Un an après Bordeaux (voir le compte-rendu de Sylvain Fort), c’est au tour de l’Opéra de Rouen de reprendre la production de Jenufa réalisée pour Monte-Carlo par le metteur-en-scène allemand Friedrich Meyer-Oertel dans un décor épuré. Pas de moulin. Pas de bief. Un terrain vallonné recouvert d’herbe rase, surmonté d’une toiture en bois. Quelques accessoires. Un mobilier réduit. L’éclairage suffira à marquer les trois saisons durant lesquelles va se jouer cette tragédie dans un village isolé de la Moravie slovaque.
L’intrigue mélodramatique se déroulant dans un cadre bucolique a parfois à tort fait classer Jenufa parmi les opéras véristes. La complexité des liens psychologiques entre les personnages aboutit à des rôles exigeant une forte caractérisation dramatique aussi bien scénique que vocale. Les chanteurs réunis à Rouen se montrent à la hauteur du défi.
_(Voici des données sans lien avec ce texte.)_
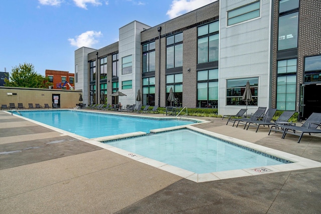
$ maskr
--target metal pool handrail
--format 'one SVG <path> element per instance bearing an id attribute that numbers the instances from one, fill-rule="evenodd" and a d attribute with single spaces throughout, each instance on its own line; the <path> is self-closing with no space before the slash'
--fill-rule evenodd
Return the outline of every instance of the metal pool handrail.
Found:
<path id="1" fill-rule="evenodd" d="M 186 116 L 186 117 L 187 117 L 187 107 L 185 106 L 184 108 L 183 108 L 183 109 L 181 111 L 181 112 L 180 112 L 180 113 L 179 114 L 177 114 L 177 115 L 176 116 L 176 117 L 175 117 L 175 118 L 176 119 L 176 120 L 177 120 L 177 117 L 178 117 L 179 115 L 180 115 L 180 114 L 181 114 L 181 113 L 182 112 L 183 112 L 183 111 L 186 109 L 186 114 L 185 115 L 182 115 L 180 118 L 180 119 L 181 119 L 182 117 Z"/>

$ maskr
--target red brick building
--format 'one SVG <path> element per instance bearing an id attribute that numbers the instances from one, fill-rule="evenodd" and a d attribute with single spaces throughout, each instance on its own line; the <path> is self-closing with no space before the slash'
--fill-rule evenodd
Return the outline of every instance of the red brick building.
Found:
<path id="1" fill-rule="evenodd" d="M 75 74 L 68 71 L 46 70 L 46 77 L 53 83 L 53 89 L 74 90 L 75 88 Z M 71 87 L 70 87 L 71 86 Z"/>

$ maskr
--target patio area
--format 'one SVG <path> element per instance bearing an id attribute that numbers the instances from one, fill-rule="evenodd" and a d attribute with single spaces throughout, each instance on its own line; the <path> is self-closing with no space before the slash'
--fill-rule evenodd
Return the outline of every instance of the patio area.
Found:
<path id="1" fill-rule="evenodd" d="M 306 135 L 298 144 L 297 136 L 268 136 L 267 128 L 255 133 L 201 119 L 210 123 L 194 126 L 321 162 L 319 137 Z M 320 167 L 196 183 L 3 112 L 0 180 L 0 213 L 321 210 Z"/>

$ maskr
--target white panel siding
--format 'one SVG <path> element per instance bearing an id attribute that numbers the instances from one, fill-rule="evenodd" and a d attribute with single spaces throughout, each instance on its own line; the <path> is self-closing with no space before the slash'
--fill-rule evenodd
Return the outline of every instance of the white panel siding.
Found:
<path id="1" fill-rule="evenodd" d="M 237 113 L 243 105 L 226 105 L 226 80 L 258 77 L 258 106 L 249 106 L 248 113 L 269 105 L 270 76 L 270 2 L 261 0 L 261 16 L 226 27 L 227 11 L 254 0 L 221 1 L 220 12 L 219 114 Z"/>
Dans le rôle-titre, Barbara Haveman domine de loin la distribution. La voix bien posée n’est ni mièvre ni artificielle. Le timbre est velouté, l’articulation précise. La lumineuse soprano néerlandaise se montre particulièrement douce et émouvante dans sa fervente prière à la Vierge du deuxième acte « Et protège mon Stevuska, garde le moi… », alors qu’une vraie tragédienne se révèle au troisième acte. Son cri déchirant, « Dieu, o mon Dieu, c’est mon petit garçon, c’est mon petit garçon ! » transperce directement le cœur.
Seule interprète de la distribution bordelaise, Hedwig Fassbaender dispose de tous les moyens vocaux de la partition. Cependant la voix peu colorée et le jeu dramatique manquent quelque peu de noirceur et d’ascendant pour incarner un personnage aussi complexe et inquiétant. Les mezzos Elzbieta Ardam (L’aïeule) et Albane Carrère (Karolka) tiennent leurs rôles avec compétence. Dans sa courte apparition, on remarque la présence scénique de la charmante Marie-Paule Bonnemason (la femme du maire). Même bonne qualité du chant des rôles masculins secondaires : Roger Joakim (le contremaître)et Guillaume Paire (le maire).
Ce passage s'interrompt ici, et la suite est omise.